Em nosso ritual havia uma profunda cumplicidade. Era eu chegar a casa, ainda no carro, ela subia em meu colo, só me deixava sair quando a acariciava ou quando a beijava. Foi a minha cachorra. Aquela que realmente me soube ser completa, em uma vivicidade só nossa. Por que se foi, Minha Cachorra? Por quê?
Recebo a notícia de sua partida. Passei a noite deitado em frente dela, acariciando-a. Respiração pesada, olhar absorto, eram seus últimos momentos.

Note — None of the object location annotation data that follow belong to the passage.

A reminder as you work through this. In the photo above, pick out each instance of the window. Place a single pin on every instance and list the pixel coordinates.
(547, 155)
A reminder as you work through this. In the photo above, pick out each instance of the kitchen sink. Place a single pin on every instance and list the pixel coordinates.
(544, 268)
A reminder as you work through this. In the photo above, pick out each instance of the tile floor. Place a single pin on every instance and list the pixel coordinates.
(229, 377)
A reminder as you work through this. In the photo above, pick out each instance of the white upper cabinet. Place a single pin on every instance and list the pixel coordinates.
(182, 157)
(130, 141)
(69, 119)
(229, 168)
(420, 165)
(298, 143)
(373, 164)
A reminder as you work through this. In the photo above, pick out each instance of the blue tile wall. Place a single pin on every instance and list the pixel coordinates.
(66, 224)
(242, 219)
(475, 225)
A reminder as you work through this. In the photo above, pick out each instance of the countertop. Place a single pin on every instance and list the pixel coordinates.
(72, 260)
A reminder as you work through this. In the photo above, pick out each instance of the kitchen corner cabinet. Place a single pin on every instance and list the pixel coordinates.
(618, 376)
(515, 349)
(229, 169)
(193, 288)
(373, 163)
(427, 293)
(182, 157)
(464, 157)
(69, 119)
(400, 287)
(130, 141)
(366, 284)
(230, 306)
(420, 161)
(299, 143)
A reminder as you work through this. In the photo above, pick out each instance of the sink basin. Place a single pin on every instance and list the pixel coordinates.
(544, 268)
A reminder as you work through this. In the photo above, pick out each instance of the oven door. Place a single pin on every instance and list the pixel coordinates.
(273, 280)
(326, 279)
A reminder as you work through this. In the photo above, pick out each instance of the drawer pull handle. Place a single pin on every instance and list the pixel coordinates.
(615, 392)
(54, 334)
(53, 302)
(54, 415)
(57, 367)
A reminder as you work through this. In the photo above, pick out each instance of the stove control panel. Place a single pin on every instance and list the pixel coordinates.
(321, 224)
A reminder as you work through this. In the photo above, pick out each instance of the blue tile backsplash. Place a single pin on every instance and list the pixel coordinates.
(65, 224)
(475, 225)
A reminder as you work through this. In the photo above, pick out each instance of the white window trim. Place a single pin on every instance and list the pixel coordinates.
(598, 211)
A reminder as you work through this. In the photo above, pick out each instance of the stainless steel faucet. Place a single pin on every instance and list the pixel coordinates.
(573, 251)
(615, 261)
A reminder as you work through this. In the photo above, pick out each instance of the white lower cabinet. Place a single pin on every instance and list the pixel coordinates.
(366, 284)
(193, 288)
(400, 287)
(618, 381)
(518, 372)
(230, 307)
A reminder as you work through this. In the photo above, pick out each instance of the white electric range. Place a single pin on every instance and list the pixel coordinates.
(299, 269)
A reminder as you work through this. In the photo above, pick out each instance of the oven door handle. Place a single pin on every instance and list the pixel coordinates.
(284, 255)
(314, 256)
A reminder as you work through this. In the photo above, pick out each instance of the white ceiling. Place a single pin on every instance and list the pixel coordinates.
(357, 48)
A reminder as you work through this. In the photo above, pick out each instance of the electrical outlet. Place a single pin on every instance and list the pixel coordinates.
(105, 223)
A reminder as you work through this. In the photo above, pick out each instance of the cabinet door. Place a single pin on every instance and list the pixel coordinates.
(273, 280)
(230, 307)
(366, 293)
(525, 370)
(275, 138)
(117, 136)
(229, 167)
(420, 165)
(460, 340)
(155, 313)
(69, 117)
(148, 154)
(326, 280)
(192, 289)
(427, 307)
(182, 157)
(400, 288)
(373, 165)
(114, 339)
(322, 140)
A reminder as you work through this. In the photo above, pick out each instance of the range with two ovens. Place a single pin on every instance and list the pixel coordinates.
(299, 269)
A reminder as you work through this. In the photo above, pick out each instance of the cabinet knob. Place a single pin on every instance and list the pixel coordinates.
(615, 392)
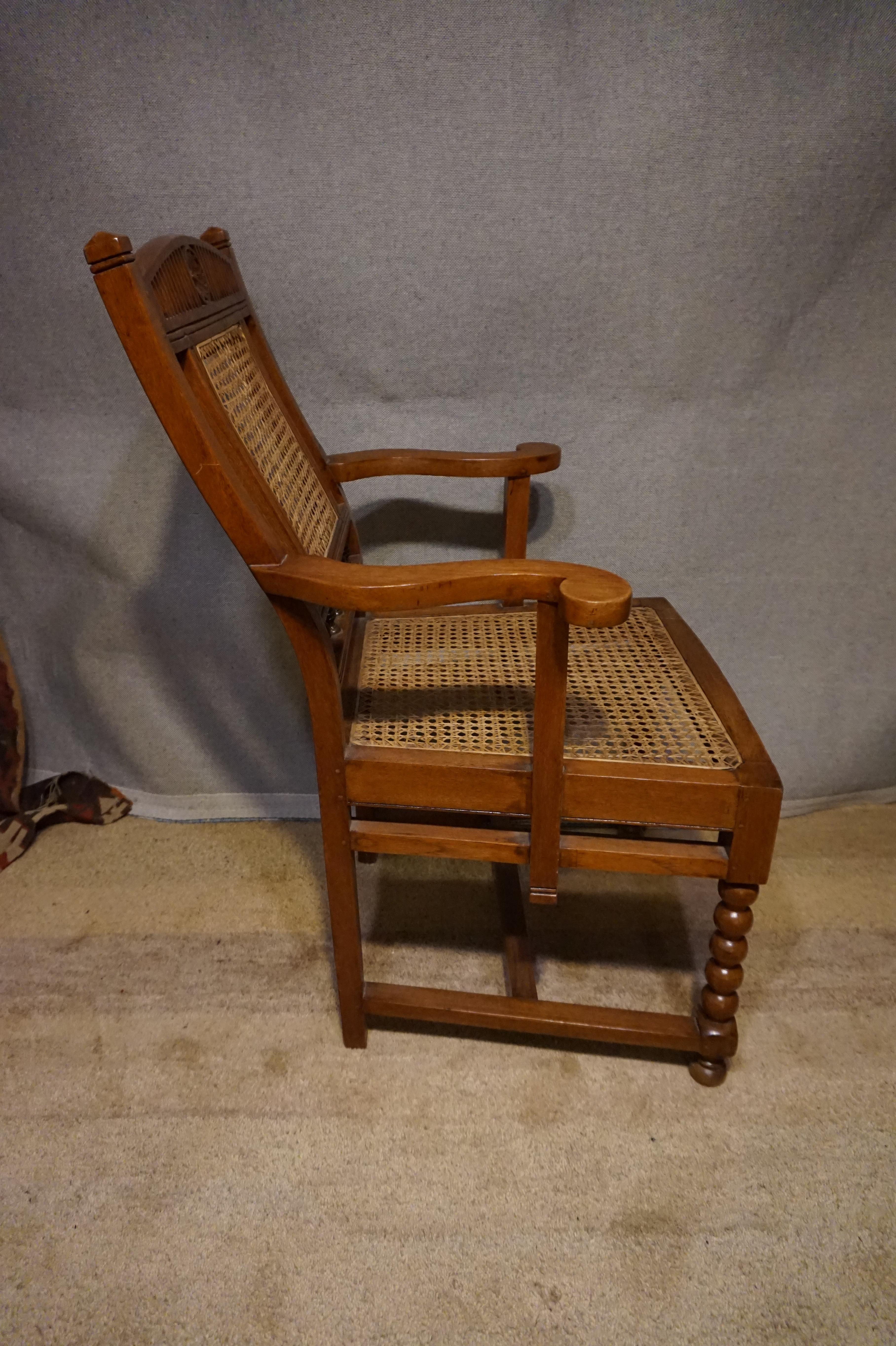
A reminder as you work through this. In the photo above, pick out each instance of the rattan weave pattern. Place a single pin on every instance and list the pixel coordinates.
(264, 430)
(466, 684)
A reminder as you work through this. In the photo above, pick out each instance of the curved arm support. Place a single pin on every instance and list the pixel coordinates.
(527, 461)
(584, 596)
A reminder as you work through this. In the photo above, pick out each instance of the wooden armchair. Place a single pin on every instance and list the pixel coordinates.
(512, 711)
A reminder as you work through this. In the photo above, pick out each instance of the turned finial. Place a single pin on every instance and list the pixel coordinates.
(217, 237)
(107, 251)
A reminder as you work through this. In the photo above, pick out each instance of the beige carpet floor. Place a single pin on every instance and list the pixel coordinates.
(190, 1155)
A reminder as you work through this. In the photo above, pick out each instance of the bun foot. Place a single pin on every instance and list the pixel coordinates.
(708, 1073)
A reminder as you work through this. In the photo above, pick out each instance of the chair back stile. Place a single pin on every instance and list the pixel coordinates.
(186, 322)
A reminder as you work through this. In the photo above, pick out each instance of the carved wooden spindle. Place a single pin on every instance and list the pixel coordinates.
(724, 974)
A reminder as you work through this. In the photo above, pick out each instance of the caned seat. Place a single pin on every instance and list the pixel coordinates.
(508, 711)
(466, 682)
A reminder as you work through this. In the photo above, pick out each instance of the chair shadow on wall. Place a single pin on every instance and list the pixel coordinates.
(190, 610)
(411, 520)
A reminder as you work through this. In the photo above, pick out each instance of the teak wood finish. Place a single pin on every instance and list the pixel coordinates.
(545, 809)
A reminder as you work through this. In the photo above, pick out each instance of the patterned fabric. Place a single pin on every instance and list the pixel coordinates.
(25, 811)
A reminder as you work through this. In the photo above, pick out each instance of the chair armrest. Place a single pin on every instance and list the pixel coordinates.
(527, 461)
(586, 597)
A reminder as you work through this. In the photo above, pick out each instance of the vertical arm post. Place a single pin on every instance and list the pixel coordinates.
(516, 516)
(552, 647)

Lembro de todos os nossos momentos. De quando me salvou de uma cobra. De outra cobra. De quando me trouxe uma preá morta. Um sagui. Gato também. Chateei-me mesmo quando ela matou uma família inteira de corujas buraqueiras. Havia cortado uma mangueira, que ameaçava tombar para cima da casa. Com o toco restante, ficou um lugar perfeito para uma família de buraqueiras. Convivemos por dois meses. Adorava o crocitar delas. Me acordavam no momento certo em que eu deveria acordar para ir dar aula. Pena que durou pouco. Acho que Menina ficou com ciúme e comeu a família toda. Fui eu voltar para casa que só vi penas dispostas pelo jardim. Reclamei muito. Briguei. Ela ficou sentida. Nunca mais pegou uma coruja depois dessa. Seu alvo se tornou pombos. Adorava-os.
Depois de minha separação, ela foi para a casa onde também estava a minha filha. Fui morar em um apartamento, isso ia acabar com a cachorra. Porém, não perdemos contato. Menina passou a morar onde havia uma veterinária à disposição. Descobriu-se um câncer nela. Depois de tratada, ela teve 4 AVC’s. O câncer voltou. Sua idade avançada cobrou o tempo.

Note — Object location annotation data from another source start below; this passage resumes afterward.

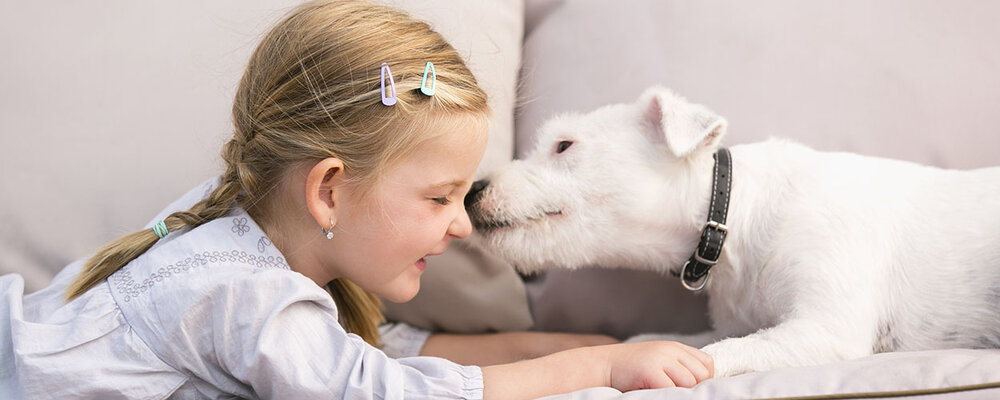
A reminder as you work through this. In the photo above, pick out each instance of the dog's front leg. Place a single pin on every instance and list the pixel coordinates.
(694, 340)
(793, 343)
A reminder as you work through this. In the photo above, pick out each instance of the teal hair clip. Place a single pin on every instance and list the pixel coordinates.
(160, 229)
(388, 100)
(423, 83)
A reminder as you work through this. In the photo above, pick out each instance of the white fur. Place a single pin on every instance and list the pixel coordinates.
(829, 255)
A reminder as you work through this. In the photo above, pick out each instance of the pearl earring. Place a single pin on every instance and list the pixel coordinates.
(328, 232)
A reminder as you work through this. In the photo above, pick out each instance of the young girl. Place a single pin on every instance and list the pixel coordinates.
(357, 134)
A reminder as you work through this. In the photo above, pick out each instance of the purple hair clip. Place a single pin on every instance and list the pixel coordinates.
(388, 100)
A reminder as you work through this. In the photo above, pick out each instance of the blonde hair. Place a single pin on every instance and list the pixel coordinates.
(311, 91)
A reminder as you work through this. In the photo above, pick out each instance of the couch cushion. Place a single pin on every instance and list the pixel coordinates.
(909, 80)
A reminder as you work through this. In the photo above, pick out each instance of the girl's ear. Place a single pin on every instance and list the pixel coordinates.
(325, 187)
(687, 128)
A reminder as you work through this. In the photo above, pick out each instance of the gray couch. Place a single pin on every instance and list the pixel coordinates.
(109, 111)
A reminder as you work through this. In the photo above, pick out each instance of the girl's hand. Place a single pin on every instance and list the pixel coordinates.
(660, 364)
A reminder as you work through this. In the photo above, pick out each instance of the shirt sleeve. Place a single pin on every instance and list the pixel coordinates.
(279, 338)
(400, 340)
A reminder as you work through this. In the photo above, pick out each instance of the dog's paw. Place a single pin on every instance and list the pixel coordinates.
(650, 337)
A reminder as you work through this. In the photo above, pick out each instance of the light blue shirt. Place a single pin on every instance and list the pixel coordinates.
(213, 312)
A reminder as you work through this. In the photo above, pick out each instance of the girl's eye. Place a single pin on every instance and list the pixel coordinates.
(562, 146)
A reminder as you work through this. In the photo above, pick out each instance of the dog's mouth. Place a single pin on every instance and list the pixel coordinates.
(493, 224)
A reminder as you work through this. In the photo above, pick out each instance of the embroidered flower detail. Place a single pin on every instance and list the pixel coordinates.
(130, 288)
(263, 243)
(240, 226)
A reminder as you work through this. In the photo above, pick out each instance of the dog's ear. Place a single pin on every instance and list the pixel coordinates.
(687, 128)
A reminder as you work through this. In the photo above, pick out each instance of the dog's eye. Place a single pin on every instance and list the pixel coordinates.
(562, 146)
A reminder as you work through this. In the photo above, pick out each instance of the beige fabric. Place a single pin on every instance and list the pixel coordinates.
(111, 110)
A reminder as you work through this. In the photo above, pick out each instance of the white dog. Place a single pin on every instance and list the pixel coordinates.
(828, 256)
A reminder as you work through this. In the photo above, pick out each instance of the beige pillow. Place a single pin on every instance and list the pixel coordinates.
(893, 79)
(112, 110)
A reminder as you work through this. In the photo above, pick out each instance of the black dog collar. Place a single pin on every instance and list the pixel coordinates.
(694, 274)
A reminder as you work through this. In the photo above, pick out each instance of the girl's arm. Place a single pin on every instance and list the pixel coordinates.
(506, 347)
(625, 367)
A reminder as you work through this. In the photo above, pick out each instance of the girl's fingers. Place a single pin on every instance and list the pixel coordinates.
(702, 357)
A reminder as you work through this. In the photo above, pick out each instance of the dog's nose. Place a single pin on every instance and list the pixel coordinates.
(475, 192)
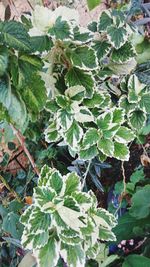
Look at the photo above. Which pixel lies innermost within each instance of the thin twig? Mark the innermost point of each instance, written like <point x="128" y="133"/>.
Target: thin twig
<point x="10" y="189"/>
<point x="21" y="139"/>
<point x="86" y="173"/>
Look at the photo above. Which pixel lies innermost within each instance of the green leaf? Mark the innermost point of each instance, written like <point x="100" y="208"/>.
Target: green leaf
<point x="93" y="3"/>
<point x="137" y="176"/>
<point x="117" y="36"/>
<point x="102" y="49"/>
<point x="76" y="76"/>
<point x="105" y="234"/>
<point x="33" y="92"/>
<point x="73" y="135"/>
<point x="104" y="121"/>
<point x="145" y="102"/>
<point x="72" y="183"/>
<point x="137" y="119"/>
<point x="14" y="35"/>
<point x="17" y="111"/>
<point x="56" y="181"/>
<point x="75" y="93"/>
<point x="90" y="137"/>
<point x="140" y="203"/>
<point x="11" y="225"/>
<point x="118" y="116"/>
<point x="84" y="115"/>
<point x="40" y="43"/>
<point x="123" y="54"/>
<point x="134" y="88"/>
<point x="89" y="153"/>
<point x="51" y="133"/>
<point x="124" y="104"/>
<point x="96" y="100"/>
<point x="49" y="254"/>
<point x="43" y="195"/>
<point x="70" y="237"/>
<point x="5" y="91"/>
<point x="105" y="21"/>
<point x="82" y="35"/>
<point x="60" y="30"/>
<point x="64" y="119"/>
<point x="51" y="106"/>
<point x="73" y="255"/>
<point x="121" y="151"/>
<point x="106" y="146"/>
<point x="129" y="223"/>
<point x="79" y="60"/>
<point x="124" y="135"/>
<point x="3" y="60"/>
<point x="136" y="261"/>
<point x="122" y="68"/>
<point x="28" y="260"/>
<point x="35" y="224"/>
<point x="62" y="101"/>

A mãe de minha filha liga, era o aviso. Parti para ver Menina. Com a minha chegada, ela ganhou sobrevida. Recuperara um pouco de suas capacidades. Resolvi voltar para casa. Seria prova de Sofia no dia seguinte na escola. De noite, a notícia. Pensei mesmo que ela fosse suportar até um pouco mais. Mas não. Menina se foi. E ela se torna insubstituível.
Vá em paz, filha. Você foi a melhor!